Those with an interest in history may know an army from Normandy arrived uninvited on the south coast of England in October 1066, led by Billy Conqueror. They were greeted by King Harald on the beach he had played on as a boy thus a “home win” was strongly expected: that was not what happened. Recent research based on papers recording court gossip revealed the secrets behind the home defeat.
Harry, as he was known to his chums, or King Harald for the more formal among us, began his day settled before a cooked breakfast made by the adorable Mrs Cummings and consisting of three sausages, two fried eggs and a modest supply of baked beans. The sausages, made from meat supplied by her uncle’s farm, always produced a beautiful symphony of flavours, the memory of which caused our Harald, regardless of the battle raging round him, to gaze briefly at the sky in a moment of sublime euphoria. It turned out to be his last moment because an arrow dropped from above, and pierced his eye thus calling time on his life, the battle and any further opportunity for catering reflection.
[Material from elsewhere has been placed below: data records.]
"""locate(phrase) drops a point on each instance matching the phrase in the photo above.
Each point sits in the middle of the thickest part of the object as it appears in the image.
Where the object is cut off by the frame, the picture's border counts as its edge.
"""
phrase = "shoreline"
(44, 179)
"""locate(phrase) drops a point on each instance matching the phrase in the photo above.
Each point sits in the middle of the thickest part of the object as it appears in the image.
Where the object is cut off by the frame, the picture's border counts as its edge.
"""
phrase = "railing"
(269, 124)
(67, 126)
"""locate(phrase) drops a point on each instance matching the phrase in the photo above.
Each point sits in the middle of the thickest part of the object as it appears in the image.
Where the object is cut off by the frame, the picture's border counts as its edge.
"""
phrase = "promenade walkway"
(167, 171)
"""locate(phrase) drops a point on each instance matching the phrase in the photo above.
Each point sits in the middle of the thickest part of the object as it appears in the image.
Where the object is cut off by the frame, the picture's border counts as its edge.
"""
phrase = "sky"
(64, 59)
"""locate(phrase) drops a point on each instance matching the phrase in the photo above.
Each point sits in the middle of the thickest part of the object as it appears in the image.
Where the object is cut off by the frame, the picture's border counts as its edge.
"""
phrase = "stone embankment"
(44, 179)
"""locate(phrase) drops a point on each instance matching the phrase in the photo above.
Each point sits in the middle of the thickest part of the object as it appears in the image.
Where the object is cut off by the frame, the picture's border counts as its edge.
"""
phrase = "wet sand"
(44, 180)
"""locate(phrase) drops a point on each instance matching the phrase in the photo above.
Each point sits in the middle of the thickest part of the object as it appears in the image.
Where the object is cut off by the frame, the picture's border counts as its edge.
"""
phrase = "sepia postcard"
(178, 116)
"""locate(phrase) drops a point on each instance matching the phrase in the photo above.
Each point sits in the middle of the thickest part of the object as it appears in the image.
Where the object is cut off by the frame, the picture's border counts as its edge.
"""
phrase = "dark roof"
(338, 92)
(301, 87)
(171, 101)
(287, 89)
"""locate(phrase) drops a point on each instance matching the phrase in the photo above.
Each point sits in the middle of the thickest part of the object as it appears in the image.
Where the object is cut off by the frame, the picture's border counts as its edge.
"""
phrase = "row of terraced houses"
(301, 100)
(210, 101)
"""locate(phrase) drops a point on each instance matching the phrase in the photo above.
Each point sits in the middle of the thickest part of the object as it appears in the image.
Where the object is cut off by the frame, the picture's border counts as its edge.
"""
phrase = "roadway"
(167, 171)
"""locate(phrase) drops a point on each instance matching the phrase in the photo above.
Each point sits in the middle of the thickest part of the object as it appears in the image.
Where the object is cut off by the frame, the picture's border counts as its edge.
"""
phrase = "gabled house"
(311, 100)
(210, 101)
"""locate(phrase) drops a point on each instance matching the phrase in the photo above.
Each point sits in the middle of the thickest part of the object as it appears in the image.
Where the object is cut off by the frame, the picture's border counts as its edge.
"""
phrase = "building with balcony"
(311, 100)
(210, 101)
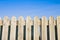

As we say in learned circles, “The rest is history” and the English essentially surrendered, allowed the folk from Normandy to take over the country, sweep away all idea of the perfect sausage and replace it with the croissant or “Continental” as it is now known in hotels across the globe.
Later in history, at a time when the cooked breakfast was making a bit of a comeback, Richard the third was heard to murmur, “A fork, a fork, my kingdom for a fork,” as he tried to locate something to eat his breakfast with, regardless of the battle raging round him. Local scribes changed the word to “Horse” as they feared the word “fork” lacked the gravitas required to maintain his place in history.
The reason I mention all this is I was going to ask my secret crush, Allison Jennings, out on a date as soon as I got to work and after my habitual Friday cooked breakfast. However,regardless of the nerves which consumed me, I got there late after being delayed over one of life’s great quandaries, “Two sausages or three?” A question prompted by a recent and unsettling conversation with the weighing machine.
When I got to the library, where we were both employed, she had a kind of glow about her and confided in me, as someone she thought of as one of her closest friends, that Alan, the senior librarian, had asked her out on a date. Now, for the rest of my life I will wonder if that delay caused by my absorption with catering has changed my life forever, or if I was never on her menu!. It may not be the battle of Hastings but it feels a bit like my Waterloo !!